TAMPA — From the ground, wounded Deputy Ray Wilson kept his focus on the woods.
The man who'd shot him was now on top of him, screaming and grabbing for Wilson's pistol.
"All I wanted to do was hold on to my gun for dear life and keep it pointed to the woods in case it discharged so it wouldn't hurt anybody," Wilson remembered Tuesday, three months later.
The next thing Wilson knew, the man went limp atop him, killed by the bullet of a young deputy named Malachi McCoy — a partner Wilson barely knew, a man he believes saved his life.
"What do you say to a person like that?" Wilson asked Tuesday, as news reporters listened. "That's something I will live with forever."

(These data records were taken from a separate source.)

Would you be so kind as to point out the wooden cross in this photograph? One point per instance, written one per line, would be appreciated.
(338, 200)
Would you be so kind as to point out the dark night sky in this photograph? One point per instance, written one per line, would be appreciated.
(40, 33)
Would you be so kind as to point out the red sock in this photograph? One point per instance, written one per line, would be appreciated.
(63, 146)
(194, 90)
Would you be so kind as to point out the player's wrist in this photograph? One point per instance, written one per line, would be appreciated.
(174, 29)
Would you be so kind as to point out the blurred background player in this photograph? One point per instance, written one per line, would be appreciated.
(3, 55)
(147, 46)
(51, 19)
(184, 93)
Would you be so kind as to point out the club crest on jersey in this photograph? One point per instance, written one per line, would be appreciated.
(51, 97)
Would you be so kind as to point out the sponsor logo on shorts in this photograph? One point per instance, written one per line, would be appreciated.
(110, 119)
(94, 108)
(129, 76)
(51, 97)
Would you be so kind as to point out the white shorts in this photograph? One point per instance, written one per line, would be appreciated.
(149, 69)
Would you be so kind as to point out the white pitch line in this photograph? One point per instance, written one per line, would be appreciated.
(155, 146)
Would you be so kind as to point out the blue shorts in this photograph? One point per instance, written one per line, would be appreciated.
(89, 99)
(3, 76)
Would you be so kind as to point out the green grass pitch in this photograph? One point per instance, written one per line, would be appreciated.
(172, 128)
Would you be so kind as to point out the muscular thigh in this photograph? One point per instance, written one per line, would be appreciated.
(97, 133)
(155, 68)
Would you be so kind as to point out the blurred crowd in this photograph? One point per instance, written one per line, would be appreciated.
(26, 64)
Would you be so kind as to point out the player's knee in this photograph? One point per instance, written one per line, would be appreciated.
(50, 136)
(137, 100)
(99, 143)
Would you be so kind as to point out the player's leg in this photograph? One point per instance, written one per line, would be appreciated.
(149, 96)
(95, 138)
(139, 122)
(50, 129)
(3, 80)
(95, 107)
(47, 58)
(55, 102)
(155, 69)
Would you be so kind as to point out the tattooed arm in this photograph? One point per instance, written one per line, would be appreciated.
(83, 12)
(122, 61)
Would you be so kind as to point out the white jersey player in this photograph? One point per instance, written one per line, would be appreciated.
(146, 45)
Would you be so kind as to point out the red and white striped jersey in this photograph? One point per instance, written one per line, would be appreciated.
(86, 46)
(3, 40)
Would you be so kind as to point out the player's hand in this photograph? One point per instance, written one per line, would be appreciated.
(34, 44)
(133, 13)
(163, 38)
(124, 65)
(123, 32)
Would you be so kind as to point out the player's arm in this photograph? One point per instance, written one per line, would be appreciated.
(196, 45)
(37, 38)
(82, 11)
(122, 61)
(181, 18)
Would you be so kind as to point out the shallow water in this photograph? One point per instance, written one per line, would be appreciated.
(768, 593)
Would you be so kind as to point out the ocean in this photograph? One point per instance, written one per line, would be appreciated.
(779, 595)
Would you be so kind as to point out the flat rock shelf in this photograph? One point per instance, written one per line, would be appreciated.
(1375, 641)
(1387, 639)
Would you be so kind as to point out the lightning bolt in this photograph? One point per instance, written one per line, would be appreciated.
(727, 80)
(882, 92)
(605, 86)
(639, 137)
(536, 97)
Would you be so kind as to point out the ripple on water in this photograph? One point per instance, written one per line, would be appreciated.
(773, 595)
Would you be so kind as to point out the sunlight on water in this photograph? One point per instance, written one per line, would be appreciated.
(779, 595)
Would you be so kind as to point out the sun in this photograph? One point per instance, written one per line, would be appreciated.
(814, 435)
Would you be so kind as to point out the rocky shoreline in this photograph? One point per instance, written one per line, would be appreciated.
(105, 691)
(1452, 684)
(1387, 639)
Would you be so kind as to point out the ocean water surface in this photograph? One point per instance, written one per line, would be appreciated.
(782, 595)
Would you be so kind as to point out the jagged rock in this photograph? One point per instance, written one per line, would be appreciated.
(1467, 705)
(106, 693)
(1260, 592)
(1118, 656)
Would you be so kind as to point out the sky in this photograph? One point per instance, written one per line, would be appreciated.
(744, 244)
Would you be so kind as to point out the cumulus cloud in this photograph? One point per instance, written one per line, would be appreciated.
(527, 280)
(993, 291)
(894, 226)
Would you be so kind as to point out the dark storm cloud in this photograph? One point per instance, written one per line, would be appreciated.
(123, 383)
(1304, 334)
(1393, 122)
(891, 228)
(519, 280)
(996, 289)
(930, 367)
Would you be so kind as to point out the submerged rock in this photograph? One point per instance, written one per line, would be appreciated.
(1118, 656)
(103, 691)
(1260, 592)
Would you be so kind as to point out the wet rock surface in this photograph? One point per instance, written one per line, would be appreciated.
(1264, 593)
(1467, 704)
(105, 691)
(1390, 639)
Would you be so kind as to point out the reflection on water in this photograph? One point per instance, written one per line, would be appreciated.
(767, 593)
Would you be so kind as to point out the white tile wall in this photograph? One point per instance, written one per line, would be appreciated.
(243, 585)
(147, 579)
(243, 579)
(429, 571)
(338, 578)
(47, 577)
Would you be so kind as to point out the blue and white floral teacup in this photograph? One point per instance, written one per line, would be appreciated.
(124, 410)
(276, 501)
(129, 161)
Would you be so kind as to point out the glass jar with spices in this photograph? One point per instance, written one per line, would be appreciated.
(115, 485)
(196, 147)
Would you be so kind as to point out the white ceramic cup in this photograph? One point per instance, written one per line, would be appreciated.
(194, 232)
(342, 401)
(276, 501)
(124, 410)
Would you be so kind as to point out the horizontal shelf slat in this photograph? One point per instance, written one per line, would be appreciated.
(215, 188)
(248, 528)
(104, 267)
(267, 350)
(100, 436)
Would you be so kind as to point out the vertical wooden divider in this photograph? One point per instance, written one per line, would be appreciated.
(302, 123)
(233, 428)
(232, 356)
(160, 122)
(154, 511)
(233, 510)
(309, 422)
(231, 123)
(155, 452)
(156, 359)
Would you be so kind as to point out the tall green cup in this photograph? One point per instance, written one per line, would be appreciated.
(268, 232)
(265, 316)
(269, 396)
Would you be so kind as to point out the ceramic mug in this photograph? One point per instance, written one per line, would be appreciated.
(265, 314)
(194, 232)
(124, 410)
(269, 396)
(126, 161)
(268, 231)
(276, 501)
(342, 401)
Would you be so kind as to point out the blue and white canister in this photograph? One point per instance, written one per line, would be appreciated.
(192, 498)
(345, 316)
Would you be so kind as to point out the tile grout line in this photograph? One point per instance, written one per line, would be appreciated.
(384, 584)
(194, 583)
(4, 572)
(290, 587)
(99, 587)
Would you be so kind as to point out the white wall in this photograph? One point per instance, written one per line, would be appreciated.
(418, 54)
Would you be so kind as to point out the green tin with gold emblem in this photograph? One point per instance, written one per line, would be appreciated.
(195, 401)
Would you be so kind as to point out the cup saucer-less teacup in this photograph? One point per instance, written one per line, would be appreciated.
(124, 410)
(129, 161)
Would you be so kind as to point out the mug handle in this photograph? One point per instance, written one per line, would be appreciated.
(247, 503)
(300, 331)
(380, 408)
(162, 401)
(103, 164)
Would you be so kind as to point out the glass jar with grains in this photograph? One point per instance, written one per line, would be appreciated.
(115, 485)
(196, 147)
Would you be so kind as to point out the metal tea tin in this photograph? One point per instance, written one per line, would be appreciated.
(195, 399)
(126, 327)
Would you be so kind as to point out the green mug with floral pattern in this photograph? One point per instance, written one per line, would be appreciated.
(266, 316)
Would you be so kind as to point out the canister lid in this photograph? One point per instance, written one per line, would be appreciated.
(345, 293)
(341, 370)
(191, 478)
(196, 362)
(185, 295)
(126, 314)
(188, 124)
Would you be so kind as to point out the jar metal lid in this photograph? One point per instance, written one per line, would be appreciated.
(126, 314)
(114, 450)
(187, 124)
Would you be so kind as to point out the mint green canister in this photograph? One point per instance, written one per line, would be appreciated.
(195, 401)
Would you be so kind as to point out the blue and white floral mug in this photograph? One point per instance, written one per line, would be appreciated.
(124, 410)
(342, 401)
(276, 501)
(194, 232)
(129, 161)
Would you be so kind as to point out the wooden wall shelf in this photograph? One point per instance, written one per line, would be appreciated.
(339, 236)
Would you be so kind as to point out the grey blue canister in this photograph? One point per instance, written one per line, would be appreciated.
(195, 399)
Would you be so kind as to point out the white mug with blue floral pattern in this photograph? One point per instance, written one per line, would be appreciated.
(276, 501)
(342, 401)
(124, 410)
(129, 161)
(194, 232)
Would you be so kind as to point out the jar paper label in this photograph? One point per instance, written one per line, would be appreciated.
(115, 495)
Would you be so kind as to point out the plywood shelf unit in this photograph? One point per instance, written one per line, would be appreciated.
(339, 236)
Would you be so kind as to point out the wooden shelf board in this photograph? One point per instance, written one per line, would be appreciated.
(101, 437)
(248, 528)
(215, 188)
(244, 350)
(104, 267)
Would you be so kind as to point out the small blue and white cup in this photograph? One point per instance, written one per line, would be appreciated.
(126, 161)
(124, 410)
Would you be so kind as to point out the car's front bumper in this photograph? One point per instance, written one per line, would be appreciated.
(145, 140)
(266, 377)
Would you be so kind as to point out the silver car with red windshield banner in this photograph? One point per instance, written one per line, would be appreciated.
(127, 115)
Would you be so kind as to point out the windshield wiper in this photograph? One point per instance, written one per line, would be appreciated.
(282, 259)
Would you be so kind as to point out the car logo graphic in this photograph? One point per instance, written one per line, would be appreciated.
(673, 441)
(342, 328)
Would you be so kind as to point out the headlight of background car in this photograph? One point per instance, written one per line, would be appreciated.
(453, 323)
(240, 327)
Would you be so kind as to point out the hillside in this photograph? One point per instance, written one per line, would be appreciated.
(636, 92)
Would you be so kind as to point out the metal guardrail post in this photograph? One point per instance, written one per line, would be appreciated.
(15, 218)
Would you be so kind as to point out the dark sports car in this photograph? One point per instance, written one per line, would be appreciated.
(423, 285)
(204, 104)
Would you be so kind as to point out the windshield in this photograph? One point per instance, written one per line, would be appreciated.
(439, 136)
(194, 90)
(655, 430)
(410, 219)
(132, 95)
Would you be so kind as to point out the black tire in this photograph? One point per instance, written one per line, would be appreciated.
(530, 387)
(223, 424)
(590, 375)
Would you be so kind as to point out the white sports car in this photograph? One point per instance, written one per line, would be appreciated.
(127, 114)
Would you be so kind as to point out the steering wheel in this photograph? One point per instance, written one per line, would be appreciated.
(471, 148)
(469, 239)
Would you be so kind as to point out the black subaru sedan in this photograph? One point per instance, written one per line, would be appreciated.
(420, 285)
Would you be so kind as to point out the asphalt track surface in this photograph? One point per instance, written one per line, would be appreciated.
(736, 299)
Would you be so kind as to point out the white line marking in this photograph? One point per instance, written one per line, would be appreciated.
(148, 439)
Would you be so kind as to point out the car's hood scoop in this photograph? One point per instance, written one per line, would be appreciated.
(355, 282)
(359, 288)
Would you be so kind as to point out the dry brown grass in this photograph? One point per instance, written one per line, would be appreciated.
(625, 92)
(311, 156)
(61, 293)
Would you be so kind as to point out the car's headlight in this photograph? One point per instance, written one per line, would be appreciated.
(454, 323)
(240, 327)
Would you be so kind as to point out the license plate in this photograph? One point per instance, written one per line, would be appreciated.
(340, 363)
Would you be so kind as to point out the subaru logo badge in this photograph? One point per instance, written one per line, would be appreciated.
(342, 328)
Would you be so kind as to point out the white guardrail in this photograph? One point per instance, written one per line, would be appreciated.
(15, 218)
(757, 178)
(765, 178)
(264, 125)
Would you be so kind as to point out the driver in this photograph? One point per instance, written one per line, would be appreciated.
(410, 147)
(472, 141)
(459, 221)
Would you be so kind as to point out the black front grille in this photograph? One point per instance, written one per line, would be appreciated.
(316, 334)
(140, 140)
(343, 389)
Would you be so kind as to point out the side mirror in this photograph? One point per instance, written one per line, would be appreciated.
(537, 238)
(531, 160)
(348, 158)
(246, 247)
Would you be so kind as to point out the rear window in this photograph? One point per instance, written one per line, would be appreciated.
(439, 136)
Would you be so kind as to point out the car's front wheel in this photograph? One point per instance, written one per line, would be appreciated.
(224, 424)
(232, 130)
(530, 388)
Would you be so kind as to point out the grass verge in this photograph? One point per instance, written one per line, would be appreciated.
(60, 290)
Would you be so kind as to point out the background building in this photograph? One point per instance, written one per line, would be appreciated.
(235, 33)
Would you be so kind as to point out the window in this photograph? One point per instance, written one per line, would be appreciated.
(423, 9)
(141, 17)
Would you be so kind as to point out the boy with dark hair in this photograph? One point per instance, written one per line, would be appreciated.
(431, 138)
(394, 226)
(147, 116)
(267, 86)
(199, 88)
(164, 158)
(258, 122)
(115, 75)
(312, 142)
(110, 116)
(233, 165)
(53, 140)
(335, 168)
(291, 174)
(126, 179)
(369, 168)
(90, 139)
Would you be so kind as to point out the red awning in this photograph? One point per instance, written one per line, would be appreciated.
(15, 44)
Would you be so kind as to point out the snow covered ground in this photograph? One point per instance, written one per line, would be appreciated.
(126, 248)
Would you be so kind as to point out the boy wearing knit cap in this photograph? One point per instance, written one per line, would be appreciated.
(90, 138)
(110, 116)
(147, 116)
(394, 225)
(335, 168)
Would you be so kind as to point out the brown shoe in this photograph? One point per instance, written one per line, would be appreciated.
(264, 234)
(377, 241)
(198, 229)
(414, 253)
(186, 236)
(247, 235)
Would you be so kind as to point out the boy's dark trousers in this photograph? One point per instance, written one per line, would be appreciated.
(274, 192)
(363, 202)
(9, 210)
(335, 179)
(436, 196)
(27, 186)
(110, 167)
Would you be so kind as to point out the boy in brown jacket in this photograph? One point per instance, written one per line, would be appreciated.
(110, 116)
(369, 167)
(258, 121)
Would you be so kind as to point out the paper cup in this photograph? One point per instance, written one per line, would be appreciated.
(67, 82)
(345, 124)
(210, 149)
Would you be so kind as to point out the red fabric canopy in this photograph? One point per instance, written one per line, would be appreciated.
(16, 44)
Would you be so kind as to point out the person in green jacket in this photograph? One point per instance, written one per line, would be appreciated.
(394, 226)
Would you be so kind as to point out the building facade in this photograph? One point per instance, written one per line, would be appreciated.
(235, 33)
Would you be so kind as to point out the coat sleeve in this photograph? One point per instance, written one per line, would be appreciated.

Hillsborough Sheriff David Gee honored McCoy Tuesday with the Medal of Honor for his swift actions ending a bloody rampage by a man who had already killed three people the morning of June 7.
Wilson and Deputy Arturo "Art" Lence were each given the Silver Cross Award, bestowed on those who are injured in the line of duty.
A bullet struck Wilson in the arm. Lence, the most seriously hurt, suffered one gunshot to his leg and another that went through his stomach, punctured his bladder and came out his back. He is still recovering.
"We did what we had to do," said Lence, a 17-year veteran with the department, who has not yet returned to work. "It was a small price to pay for the end result."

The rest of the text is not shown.